A la fin du tome II de « La démocratie en Amérique » Tocqueville écrivait « Au-dessus (des individus) s’élève un pouvoir immense et tutélaire, qui se charge seul d’assurer leur jouissance et de veiller sur leur sort. Il est absolu, détaillé, régulier , prévoyant et doux. Il ressemblerait à la puissance paternelle si, comme elle, il avait pour objet de préparer les hommes à l’âge viril ; mais il ne cherche, au contraire, qu’à les fixer irrévocablement dans l’enfance ; […]. C’est ainsi que tous les jours il rend moins utile et plus rare l’emploi du libre arbitre ; qu’il renferme l’action de la volonté dans un plus petit espace, et dérobe peu à peu à chaque citoyen jusqu’à l’usage de lui-même […]. Après avoir pris ainsi tour à tour dans ses puissantes mains chaque individu, et l’avoir pétri à sa guise, le souverain étend ses bras sur la société toute entière ; il en couvre la surface d’un réseau de petites règles compliquées, minutieuses et uniformes, à travers lesquelles les esprits les plus originaux et les âmes les plus vigoureuses ne sauraient se faire jour pour dépasser la foule ; il ne brise pas les volontés, mais il les amollit, les plie et les dirige ; il force rarement d’agir, mais il s’oppose sans cesse à ce qu’on agisse ; il ne détruit point, il empêche de naître ; il ne tyrannise point, il gêne, il comprime, il énerve, il éteint, il hébète, et il réduit enfin chaque nation à n’être plus qu’un troupeau d’animaux timides et industrieux, dont le gouvernement est le berger ».

5. Conclusion

Défavoriser une personne en raison de son âge, […] est interdit par la loi et les conventions internationales auxquelles adhère la France. Cela étant, le droit français a du mal à s’approprier la notion de « discrimination », notamment lorsque celle-ci est liée à l’âge. A cet égard, Gérard Lyon-Caen, un des plus prestigieux spécialistes français du droit du travail, écrivait : « Alors que la discrimination fondée sur le sexe est, depuis un demi-siècle, pourchassée par une norme juridique prohibitive, vigoureusement appliquée par les juges, et généralement acceptée – au point que cette discrimination est sous nos yeux en voie de disparition – celle s’inspirant de l’âge, quoique légalement proscrite par le code du travail, reste monnaie courante parce que sans doute acceptée, voire désirée par l’opinion commune ».

En outre, comme le préconisent Henri Madras et Louis Dirn, « pour la gestion de notre société, il faut arrêter de considérer le troisième âge comme un poids qui en freine l’essor ». Contrairement à ce que pensent certains gouvernants, ce n’est pas en créant un conflit de générations que la France va sortir de son climat délétère.

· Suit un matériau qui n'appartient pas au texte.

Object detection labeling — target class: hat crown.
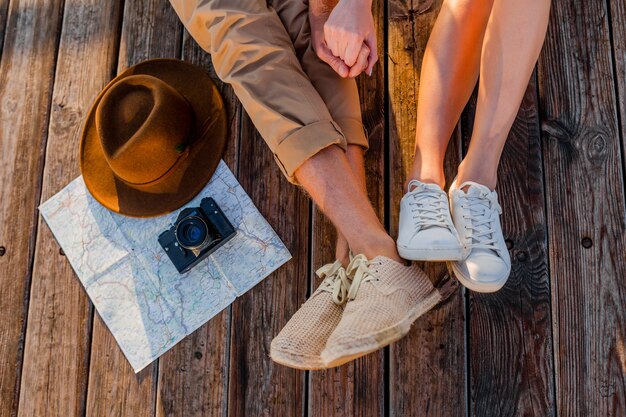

D’ailleurs, pour le sociologue Serge Guérin et le philosophe Pierre-Henri Tavoillot, « la guerre des générations n’aura pas lieu ». Dans l’ouvrage qu’ils ont coécrit, ils montrent qu’au contraire le lien intergénérationnel se renforce. Ils plaident pour des politiques intergénérationnelles : « Dans un univers désenchanté, le salut de l’individu hyper-moderne réside dans la qualité du lien aux autres ».

6. Glossaire

Agisme : Comportement discriminatoire lié à l’âge et non justifié.

Contrôle de constitutionnalité : Contrôle du respect de la Constitution, ainsi que de l’ensemble des principes du « bloc de constitutionalité ».

Discrimination positive : Principe visant à instituer des inégalités pour promouvoir l’égalité, en accordant à certains un traitement préférentiel (Source : Baptiste Villenave : « La discrimination positive : une présentation »).

Économie des seniors : Ensemble d'activités économiques et industrielles destinées aux seniors.
Note L’économie des seniors a été créée en France en 2013 par la signature d'un contrat de filière "Économie des seniors" par le ministère de l'économie et celui chargé des personnes âgées "afin de créer un écosystème national et régional destiné à soutenir le développement du secteur, de faire émerger un grand marché en France et aussi d'exporter ce savoir-faire".

Question prioritaire de constitutionalité (QPC) : Possibilité pour un justifiable de contester la constitutionnalité d’une loi déjà entrée en vigueur à l’occasion d’un procès.